As the federal government seeks to procure more artificial intelligence (“AI”), machine learning (“ML”), synthetic content¹ and other emerging technologies in the coming years, government contractors must be prepared to comply with numerous new regulatory requirements. Unfortunately, the rules and regulations governing such compliance obligations are issued by multiple federal agencies, all of whom are constantly updating such regulations in real time. Thus, tracking compliance obligations is rather complicated and requires constant monitoring.

An Update on FedRAMP

The Federal Risk and Authorization Management Program (“FedRAMP”), which was established in 2011 and became law in 2022, is a government-wide program that provides a framework for federal government agencies to secure cloud services and products that comply with White House and National Institute of Standards and Technology (“NIST”) requirements. Although FedRAMP empowers agencies to use modern cloud technologies, FedRAMP certification is both a costly and time-consuming process for government contractors. Further, the federal government agency requiring a government contractor to have FedRAMP certification is not going to pay for it. Pursuant to President Biden’s Executive Order 14110 on Safe, Secure, and Trustworthy Development and Use of Artificial Intelligence, which was issued on October 30, 2023, FedRAMP is tasked with the creation of a framework to prioritize emerging technologies, beginning with generative AI, in the security authorizations process, for all federal government agencies. FedRAMP has released a draft Emerging Technology Prioritization Framework pushing:

1. chat interfaces;
2. code generators; and
3. debugging tools to the front of the authorization process line.

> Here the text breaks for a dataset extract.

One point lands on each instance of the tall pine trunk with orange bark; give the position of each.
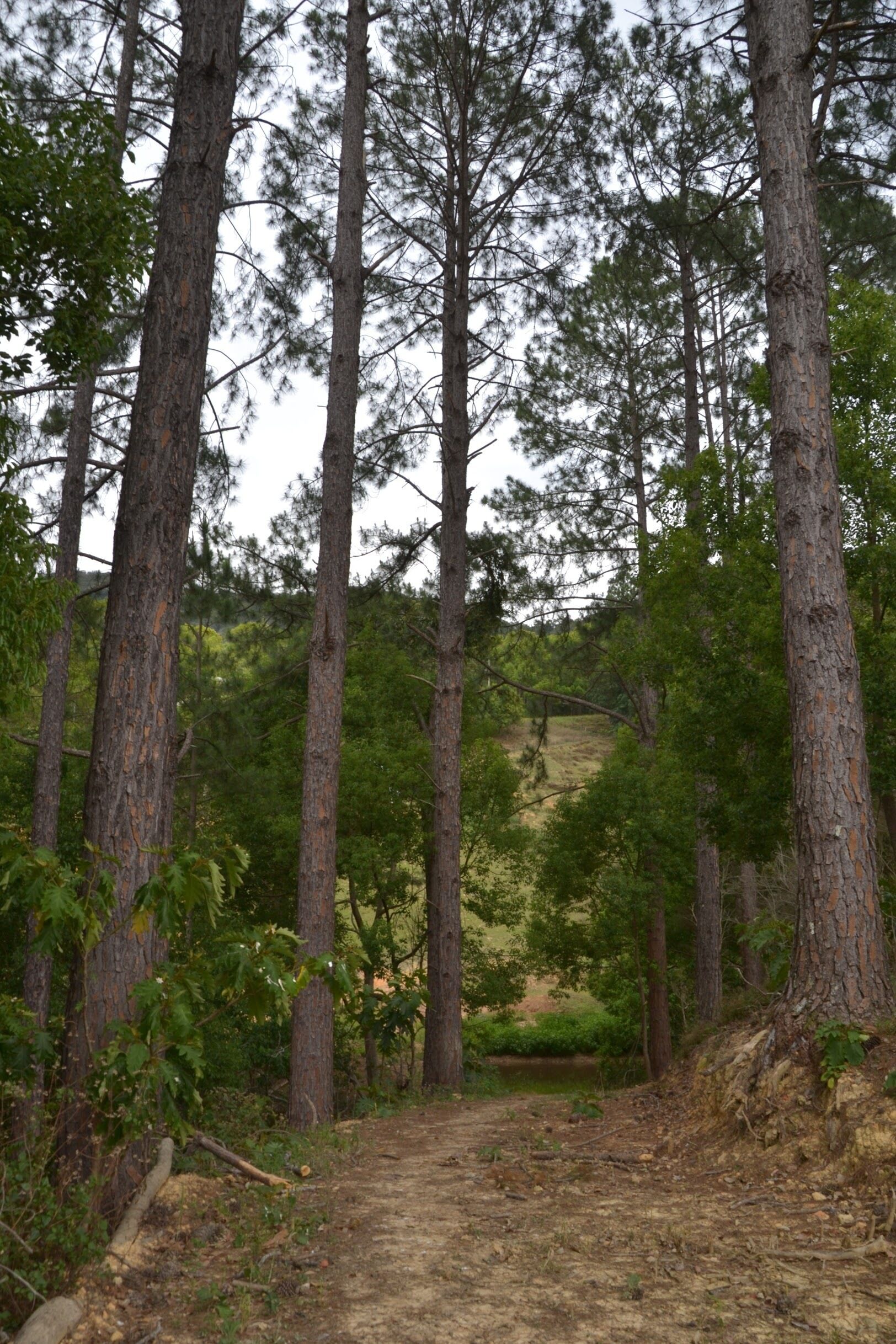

So, government contractors selling such emerging technologies “should” move to the front of the FedRAMP certification line.

The Importance of Executive Order 14110

EO 14110 has played an important role in many other aspects of these new regulations and specifically established a comprehensive framework for the development, deployment and regulation of AI technologies. Under EO 14110, the NIST was tasked with establishing guidelines relating to AI. At the present time, the NIST guidelines consist of voluntary frameworks to assist companies with risk management in the development of AI, but such guidelines could possibly be adopted as laws or regulations in the future.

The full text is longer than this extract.